Liam leaned his head forward, opening his eyes to look at the photo again. He could barely remember the last time he’d made love to Maddie. Sure, they’d had sex once or twice in the last year, but it’d been rushed, distant, cold even. It had been for their individual physical needs and nothing more. He knew that and he hated it. He clutched at his hair and flicked the photo across the room.
He hated who he had become, and he hated that it had affected his marriage more than he ever thought it would. He and Maddie had been so young when they’d married, so full of naïve idealism. They were going to change the world together. They’d buy a home in the suburbs, raise two children (a boy and a girl, of course), both have successful careers in communications, and take amazing family trips to Europe every summer. That’s what they told themselves anyhow.
But now, they were barely talking. They’d never had any children. Maddie had had two early miscarriages, and one at 25 weeks. They’d taken a break after the last miscarriage, deciding they’d talk about trying again when life settled down. That had been four years ago, and life had never settled down. Shortly before that Matt had been elected as a U.S. Senator and he had hired Liam as his press secretary, meaning Liam and Maddie had moved to Washington D.C. from Ohio and Liam had started spending more time in the city and less time at home in the suburbs with Maddie.
Liam yawned and pushed himself up from the floor, staggering toward the bed that had been shoved to the other side of the room, in the middle of the boxes and bookcases.
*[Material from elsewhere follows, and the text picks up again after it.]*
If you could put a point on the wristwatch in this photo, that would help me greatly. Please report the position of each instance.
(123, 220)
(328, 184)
It was the bed he’d been sleeping in since Maddie had told him she wanted a divorce six months ago.
He was exhausted and knew the walk down memory lane wasn’t helping to calm his jumbled thoughts. He flopped down on top of the covers on his back, when he reached the bed, closing his eyes, not even bothering to undress.
Maybe I should stay awake until Maddie gets back, he thought as sleep started to overtake him. But he couldn’t fight the sleep and his thoughts swirled together with dreams of the way his life with Maddie used to be.